A few years back the folks at Radio Lab visited Deborah Nolan's statistics class in order to explore that nature of randomness ("
Stochasticity: A Very Luck Wind"). When there Nolan divided the class into two sections. She gave one section a coin and asked them to flip the coin 100 times and record whether it was a head or a tail. She asked the other class to simply imagine flipping a coin 100 times and then record whether each flip was a head or a tail. She then left the room and didn't return until both sections had finished "flipping" their coins. After glancing at what the two sections had recorded, she correctly guessed which record represented the section that flipped the actual coin and which one had not.
Why? Because when most people think of randomness, they don't imagine that long streaks of heads or tails occur, but they do and more often than they think. It is not unusual to for a head (or a tail) to appear 4, 5, 6 or more times in a row. However, if you ask someone (or a class) to imagine flipping a coin 100 times and recording whether each flip was a head or a tail, you typically get something like this:
H H T T H T H T H T H H T T H T H
Such a pattern, however, is anything but random. There's a pattern to it. Instead, a series of coin flips is more likely to look something like this:
H T T T T H H T H H H T H H T H H
Of course, if you flip a coin over the long run you will get heads about 50% of the time and tails about 50% of the time, but there's no guarantee that in the short run you will. This is captured by the graph below, which plots the percentage of heads over 100 coin flips. As you can see, the first flip was a head, but then a series of tails occurred before a number of heads (and only a few tails). And by 100, the percentage of heads is approaching 50%.
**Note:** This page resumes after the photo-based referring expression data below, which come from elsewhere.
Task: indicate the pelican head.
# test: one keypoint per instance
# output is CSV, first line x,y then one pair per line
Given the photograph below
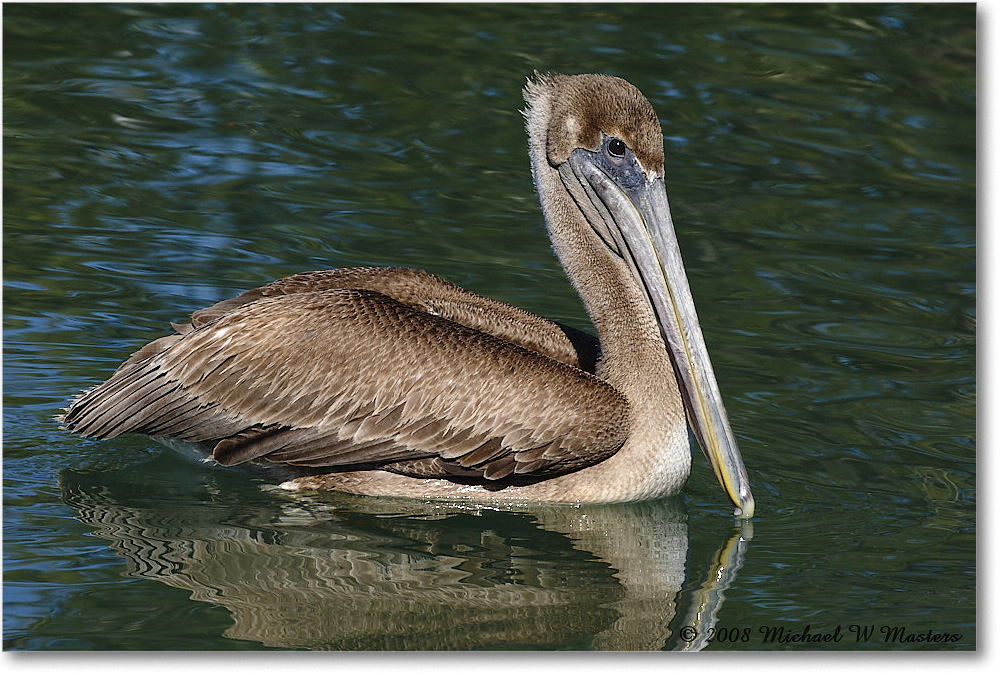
x,y
602,144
Unfortunately, we often mistakenly see patterns in random events and interpret them in terms of cause and effect when there is none. This often occurs in the world of sports. A team will go on a 5-game losing streak, and fans will start asking what's wrong when, in fact, there is nothing wrong. Randomness has simply played a role. For example, a basketball team, which typically makes 50% of its shots, has a series of games where an unusual number of shots roll in and out. Or a baseball team keeps hitting line drives at the other team's players, while their bloop hits keep falling in.
To illustrate this, I simulated one hundred 162 game seasons for a team that wins 58% of its games. That is, a team that on average will win 94 games a year, which is typically enough to make the playoffs. However, as the graph below shows, the number of wins that such a team could have ranges from 78 to 109 (although the extremes are improbable). Needless to say, if a team won 94 games one year and 78 the next, its fans and owners would probably ask, "What Went Wrong?", when it's possible that nothing went wrong, except that the team had a really bad run of luck. However, even if the owners sense this, if they do nothing, their fans will throw a hissy fit and the rest of league will heap scorn on them.
Now consider the streaks that such a team could experience in a given season. The first graph below presents the range of the longest win streak the team would have during a season; the second, the range of the longest losing streak the team would have. In other words, in an average season, the longest winning streak of a team that wins 58% of its games will be 8 and the longest losing streak will be 4 or 5. As you can see, however, the range of possibilities (from pure randomness) is quite large although the extremes (i.e., an 18-game winning streak and a 11-game losing streak) are highly unlikely.
Is there a moral to the story? Possibly. At least for owners, managers, and players: Don't push the panic button too quick. You may just be experiencing a run of bad luck. Nothing more.